In March 2015, FTC Investigator Matthew Thacker enrolled as an Affiliate and gained access to and imaged Vemma’s “back office” material.
The back office material—which was used to train and motivate Affiliates to promote the Vemma opportunity—still contained extensive references to YPR and the Young People’s Revolution.
In fact, one of the Affiliates prominently featured in Vemma’s back office material was Alex Morton, the lead Affiliate that (Vemma) claimed in their Quarterly Report had left Vemma.
In Vemma’s own back office videos, Morton spoke about earning $25,000 a month as a “normal, average 23-year old kid”, and promised to share “exactly what to do to take your [Vemma] business from zero to a thousand a month, zero to a quarter of a million dollars, very, very fast.”
The back office materials provided by Vemma also featured “YPR Radio” segments, which portrayed YPR as an active, burgeoning movement.
Regardless of any purported steps (Vemma) took to police social media use by its young Affiliates, (Vemma) maintained and promoted deceptive YPR material on their own website and in the back office materials that they provided to Affiliates.
To what extent the FTC’s reply to Vemma’s report has on the overall case remains to be seen.
At the risk of getting called out on more porky pies though, perhaps Vemma’s next quarterly report should stick to constraints of what was specifically ordered by the court.
Footnote: Our thanks to Don@ASDUpdates for providing a copy of the FTC’s January 7th response.
truth in advertising [TINA] has published the FTC’s jan 7th response:
how comfortable will vemma affiliates be, selling vemma under the watchful eye of the FTC?
truthinadvertising.org/wp-content/uploads/2016/01/FTC-response-to-Defs-Quarterly-Report.pdf
oops.
vemma’s alexa ratings are dismal. looks like a near death rattle.
traffic.alexa.com/graph?o=lt&y=t&b=ffffff&n=666666&f=999999&p=4e8cff&r=1y&t=2&z=30&c=1&h=150&w=340&u=vemma.com
as we know, vemma is a member of the DSA and even was recipient of the DSA’s ‘Ethos Award’ in 2013.
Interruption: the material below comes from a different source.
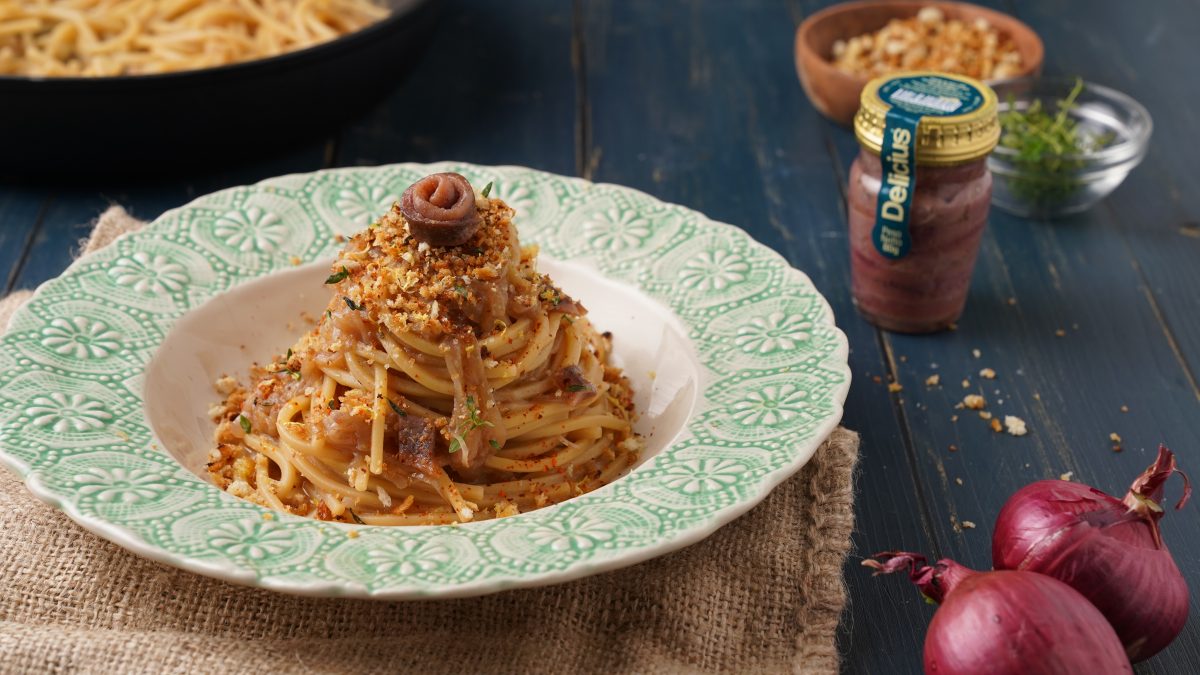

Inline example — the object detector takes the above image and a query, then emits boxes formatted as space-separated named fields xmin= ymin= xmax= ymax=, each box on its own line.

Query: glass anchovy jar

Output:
xmin=846 ymin=72 xmax=1000 ymax=333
the FTC action against vemma for allegedly running a pyramid scheme, has jolted the DSA into revising it’s ‘code of ethics’.
two points stand out:
1] inventory loading:
IMO, without stating it ‘directly’, the DSA is saying that commissions on personal autoship are okay.
ie ‘requiring’ an independent salesperson to purchase a ‘reasonable’ amount of ‘inventory’ which can be ‘self consumed’ in a ‘reasonable period’of time, can be ‘commissionable’ and is ‘not prohibited’ by the DSA code of ethics.
if this^^ is the stand of the DSA, then i wont be surprised if they file an amicus brief in the FTC vs vemma case, as they did in burnlounge.
in burnlounge the DSA got a victory, but if they intervene in vemma, i see a loss. it will be difficult for courts to set standards for ‘reasonable amounts’ of inventory bought by affiliates on a regular basis, for personal use which is commissionable.
2] retail sales:
this is fair enough as even courts have up till now, not ruled any specific standards or requirements for retail.
MLM attorney kevin thompson’s article on the new DSA code of ethics can be found here, and it has a link to the new COE too:
thompsonburton.com/mlmattorney/2016/01/13/amended-dsa-code-of-ethics/
DSA has been that way for YEARS.
This was their own “white paper” on internal consumption:
dsa.org/docs/default-source/ethics/internalconsumptionwhitepaper.pdf?sfvrsn=2
Which was actually revised from a version I quoted from a year ago. Basically DSA’s position is “everybody” should ignore Omnitrition, and internal consumption is TOTALLY legit and is commissionable.
In other words, DSA has completely lots its focus on “selling” to consumers… years ago.
even the court in burnlounge ignored the omnitrition dicta as not having a basis in case law.
also, it is right that internal consumption is TOTALLY legit and is commissionable, If It Is Bonafide Internal Consumption.
the DSA’s stand appears to be that personal consumption on autoship is legit and commissionable, and i don’t agree with this.
hopefully, in FTC vs vemma, this issue will get clarified.